Yolngu (indigenous Australian) paintings are both maps of land and representations of the ancestral forces that are embodied in the landscape. Paintings acquire map-like properties through representing the land in terms of its ancestral presence.
Choosing something to represent an ancestral or historical journey
Yolngu paintings are comprised of two main elements: geometric forms and figurative representations.
Yolngu see paintings as transformational. They had their origin in the ancestral past when they arose out of ancestral action.
They are ancestral in three senses: their underlying form; their encoding of ancestral events; they are given by ancestral beings to Yolngu as sacred designs.
Yolngu paintings move from a state that is relatively speaking rough, dull and ill defined, to one of shimmering brilliance in which elements are sharply defined. This process is seen as adding ancestral power.
The first stage is achieved quickly with the red, yellow and black colours laying out the basic design elements.
The second stage takes time to cover the surface with cross-hatched lines of red, yellow, white and black.
Finally geometric designs are laid out in white.
The optical effect is to create a painting in which the surface shines - Shimmering/Bir'yun
This effect is at a general level interpreted as a manifestation of ancestral power.
A painting can carry a tale of ancestry and place.
Paintings are used as part of burial ceremonies.
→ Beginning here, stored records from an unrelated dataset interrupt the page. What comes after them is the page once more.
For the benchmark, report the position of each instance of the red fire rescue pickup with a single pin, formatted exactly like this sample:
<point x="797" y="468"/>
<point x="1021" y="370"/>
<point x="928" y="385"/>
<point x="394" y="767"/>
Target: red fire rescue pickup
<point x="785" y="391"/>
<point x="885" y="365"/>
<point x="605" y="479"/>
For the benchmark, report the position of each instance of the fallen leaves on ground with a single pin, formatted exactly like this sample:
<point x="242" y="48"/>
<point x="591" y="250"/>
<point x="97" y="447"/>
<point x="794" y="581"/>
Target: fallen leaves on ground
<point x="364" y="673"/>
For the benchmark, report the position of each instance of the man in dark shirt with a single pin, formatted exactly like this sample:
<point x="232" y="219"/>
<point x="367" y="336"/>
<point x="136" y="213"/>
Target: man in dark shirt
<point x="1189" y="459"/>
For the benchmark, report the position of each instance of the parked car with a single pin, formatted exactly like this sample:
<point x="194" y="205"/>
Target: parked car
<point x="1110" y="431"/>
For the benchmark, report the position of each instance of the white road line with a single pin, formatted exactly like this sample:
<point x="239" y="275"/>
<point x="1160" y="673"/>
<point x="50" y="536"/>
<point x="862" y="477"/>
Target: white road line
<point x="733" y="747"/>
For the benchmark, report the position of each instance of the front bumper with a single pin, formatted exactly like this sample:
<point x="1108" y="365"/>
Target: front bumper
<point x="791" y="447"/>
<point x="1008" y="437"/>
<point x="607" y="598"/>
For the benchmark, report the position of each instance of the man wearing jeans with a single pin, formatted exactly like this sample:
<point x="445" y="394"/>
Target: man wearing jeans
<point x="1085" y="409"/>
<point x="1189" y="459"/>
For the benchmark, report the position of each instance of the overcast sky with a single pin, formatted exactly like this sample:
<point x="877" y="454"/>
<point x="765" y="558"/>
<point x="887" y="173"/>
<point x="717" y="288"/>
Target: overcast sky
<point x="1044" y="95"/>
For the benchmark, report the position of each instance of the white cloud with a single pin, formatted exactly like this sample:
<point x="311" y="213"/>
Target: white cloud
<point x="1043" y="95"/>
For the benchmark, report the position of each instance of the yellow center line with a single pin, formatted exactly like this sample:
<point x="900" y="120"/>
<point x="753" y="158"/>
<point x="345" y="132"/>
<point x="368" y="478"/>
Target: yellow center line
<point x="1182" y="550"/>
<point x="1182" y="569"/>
Often a burial ceremony takes the form of a symbolic journey: the movement of the body from the place of death to burial in a grave is an analogue for the journey of the spirit from the place where a person dies to its incorporation within the spiritual.
Yolngu see within their paintings images of ancestral action and transformation
Yolngu painting form sets on the basis of two main criteria: ancestral journey and place.
One set includes the designs that represent a particular ancestral being as it journeyed.
The other set is centered on each place in turn and elaborates on the events that occurred there.
The focus of the artist's activity is primarily on the wet of paintings belonging to their own clan, or clans to which they are closely related to by descent.
Within the set associated with a place, paintings can be imagined to exist in an inside-outside relationship to each other, with the inside paintings being predominantly geometric and the outside ones including more figurative representations.
'Inside' in Yolngu terms has connotations of being underlying, more powerful and generative.
'Outside' is more descriptive and fixed.